TorchLean API

Docs Home Guide Examples Graphs

NN.Spec.RL.Envs.GridWorld

GridWorld (Lean-native finite RL environment) #

This file defines a small deterministic GridWorld environment in TorchLean’s spec layer, along with two induced “MDP views”:

a Spec.RL.Env view with explicit latent state,
a Spec.RL.FiniteMDP view (deterministic finite-state discounted MDP),
and a Spec.RL.FiniteStochastic.MDP view where transitions are represented as one-hot row-stochastic kernels.

This is intended as a Lean-native testbed for RL algorithm development and proofs: small enough to be pleasant to reason about, but shaped like the objects used in standard RL theory.

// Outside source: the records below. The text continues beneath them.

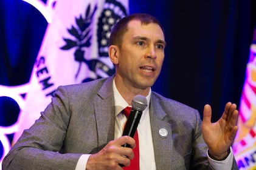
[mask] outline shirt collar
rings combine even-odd
[[[117,116],[125,108],[129,106],[125,100],[122,97],[119,91],[116,86],[115,79],[113,79],[113,91],[114,99],[115,101],[115,116]],[[150,97],[151,94],[151,89],[150,88],[148,96],[146,96],[147,101],[148,102],[147,108],[149,107],[150,102]]]

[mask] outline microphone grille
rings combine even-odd
[[[133,108],[143,111],[148,105],[147,98],[142,95],[137,95],[133,97],[131,101],[131,106]]]

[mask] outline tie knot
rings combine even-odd
[[[123,110],[123,114],[126,117],[129,117],[130,113],[131,112],[131,107],[127,106]]]

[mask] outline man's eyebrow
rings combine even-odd
[[[145,40],[145,41],[149,41],[148,38],[147,38],[147,37],[144,37],[144,36],[135,36],[133,38],[133,39],[134,40],[141,39],[141,40]]]
[[[150,39],[148,38],[144,37],[144,36],[135,36],[135,37],[133,38],[133,39],[134,40],[141,39],[141,40],[148,41],[150,41]],[[162,39],[157,40],[156,41],[156,43],[163,44],[164,45],[166,45],[166,42],[164,40],[162,40]]]

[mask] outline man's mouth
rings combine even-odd
[[[140,67],[140,68],[146,73],[151,73],[154,71],[154,68],[148,66]]]

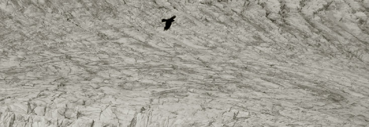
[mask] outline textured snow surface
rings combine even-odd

References (high-level context only):

Sutton and Barto, Reinforcement Learning: An Introduction (2nd ed.), Chapter 3 (gridworld examples, discounted returns, Bellman operators).
Puterman, Markov Decision Processes (1994), Chapters 6–7 (finite discounted MDPs).
Gymnasium and TorchRL are useful API reference points for the environment/rollout shape: https://gymnasium.farama.org/ and https://pytorch.org/rl/

State and Action Types #

We use a coordinate state (row, col) rather than a flattened index. This keeps the environment’s definition close to the textbook picture and makes “stays in bounds” properties stateable directly.

The FiniteMDP / FiniteStochastic.MDP views flatten (row, col) to Fin (height * width) using mathlib’s canonical equivalence Fin height × Fin width ≃ Fin (height * width).

@[reducible, inline]

abbrev Spec.RL.Envs.GridPos (width height : ℕ) :

A grid position (row, col) in a height × width grid.

Instances For

@[reducible, inline]

abbrev Spec.RL.Envs.GridAction :

Discrete actions for a 4-neighborhood grid: 0=up, 1=down, 2=left, 3=right.

Instances For

def Spec.RL.Envs.GridAction.up :

Move up.

Instances For

def Spec.RL.Envs.GridAction.down :

Move down.

Instances For

def Spec.RL.Envs.GridAction.left :

Move left.

Instances For

def Spec.RL.Envs.GridAction.right :

Move right.

Instances For

Environment Dynamics #

Dynamics are deterministic and border-clamped:

attempting to move outside the grid keeps the coordinate unchanged.

Reward / termination scheme:

If the agent is already at the goal, the environment remains terminal (terminated = true) and yields reward 0.
Otherwise, a step yields reward 0 iff the successor state is the goal, and reward -1 otherwise. The terminated flag matches “successor is goal”.
truncated is always false (no time-limit semantics in this environment).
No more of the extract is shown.